MCC: Malate Dehydrogenase CUREs Community
Ellis Bell, University of San Diego
The Malate Dehydrogenase CUREs Community (MCC) project is designed to facilitate the adoption of effective, protein‐centric, Course Based Undergraduate Research Experiences (CUREs) into teaching labs at a wide variety of undergraduate serving institutions. (Primarily Undergraduate Institutions, Research Intensive Universities and Community Colleges) MCC coordinates and conducts pedagogical research into two major features of CUREs:1) their duration (whole semester versus 5‐6 week modules incorporated into a lab class), and 2) the impact of scientific collaboration between institutions (a key aspect of much modern research). Using validated assessment tools we seek to establish their effects on student confidence, persistence in STEM, and ability to design research experiments and interprete data. To facilitate faculty adoption of CURE approaches the project provides a number of resources. These focus on a variety of research areas related to Malate Dehydrogenase including mechanisms of catalysis and regulation, adaptation and evolution, cofactor specificity, folding and stability and interactions in metabolons. Resources include biologics, experimental protocols and assessment tools. The project also coordinates interactions between courses at different institutions to allow incorporation of scientific collaboration into CUREs. These collaborations also facilitate the use of more sophisticated experimental approaches and broaden the experimental scope of the CUREs.
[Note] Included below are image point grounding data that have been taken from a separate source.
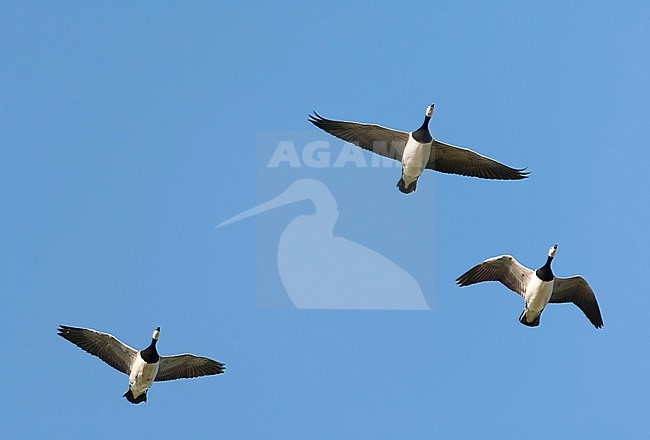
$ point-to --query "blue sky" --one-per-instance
(129, 131)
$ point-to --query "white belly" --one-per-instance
(414, 160)
(538, 294)
(142, 376)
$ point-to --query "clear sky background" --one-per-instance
(129, 130)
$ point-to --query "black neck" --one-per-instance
(425, 124)
(545, 273)
(150, 354)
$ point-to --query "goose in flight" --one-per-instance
(417, 151)
(538, 287)
(143, 366)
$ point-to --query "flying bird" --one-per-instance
(417, 151)
(143, 366)
(538, 287)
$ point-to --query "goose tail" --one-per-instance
(525, 322)
(135, 400)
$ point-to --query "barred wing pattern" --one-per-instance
(575, 289)
(106, 347)
(504, 269)
(380, 140)
(456, 160)
(186, 366)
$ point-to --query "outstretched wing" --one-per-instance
(380, 140)
(185, 366)
(456, 160)
(106, 347)
(504, 269)
(575, 289)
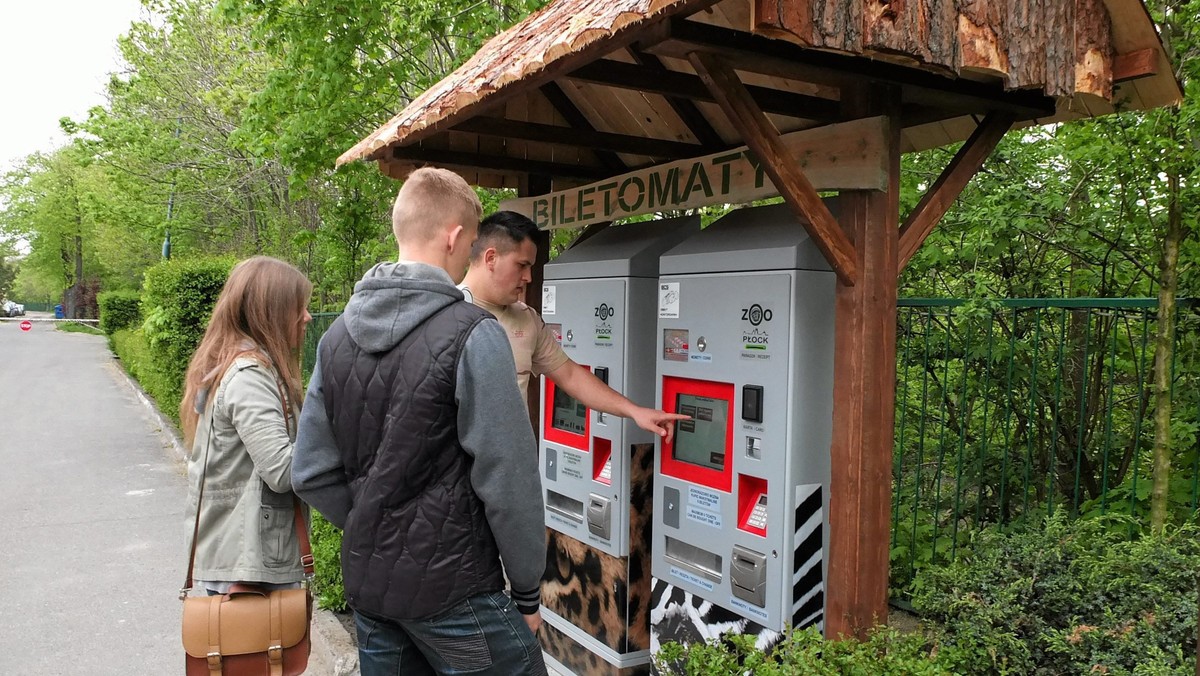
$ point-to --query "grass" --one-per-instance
(77, 328)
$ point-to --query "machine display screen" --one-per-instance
(569, 416)
(701, 441)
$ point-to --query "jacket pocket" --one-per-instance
(276, 528)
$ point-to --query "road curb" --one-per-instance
(334, 650)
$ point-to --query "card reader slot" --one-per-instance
(564, 506)
(699, 561)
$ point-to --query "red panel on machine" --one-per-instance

BASIL (Biochemistry Authentic Scientific Inquiry Laboratory)
Arthur Sikora, Nova Southeastern University; Rebecca Roberts, Ursinus College
This curriculum from the BASIL (Biochemistry Authentic Scientific Inquiry Laboratory) biochemistry consortium aims to get students to transition from thinking like students to thinking like scientists. Students will analyze proteins with known structure but unknown function using computational analyses and wet-lab techniques. BASIL is designed for undergraduate biochemistry lab courses, but can be adapted to first year (or even high school) settings, as well as upper-level undergraduate or graduate coursework. It is targeted to students in biology, biochemistry, chemistry, or related majors. Further details about the BASIL biochemistry consortium can be found on the BASIL blog, http://basiliuse.blogspot.com/ The curriculum is flexible and can be adapted to match the available facilities, the strengths of the instructor and the learning goals of a course and institution. These lessons are often used as part of upper-level laboratory coursework with at least one semester of biochemistry as a pre-requisite or co-requisite. The lab has been designed for classes ranging from 10-24 students (working in teams of two or three) per lab section. This lesson can be adapted to laboratory courses for introductory biology, cell and molecular biology, or advanced biology labs.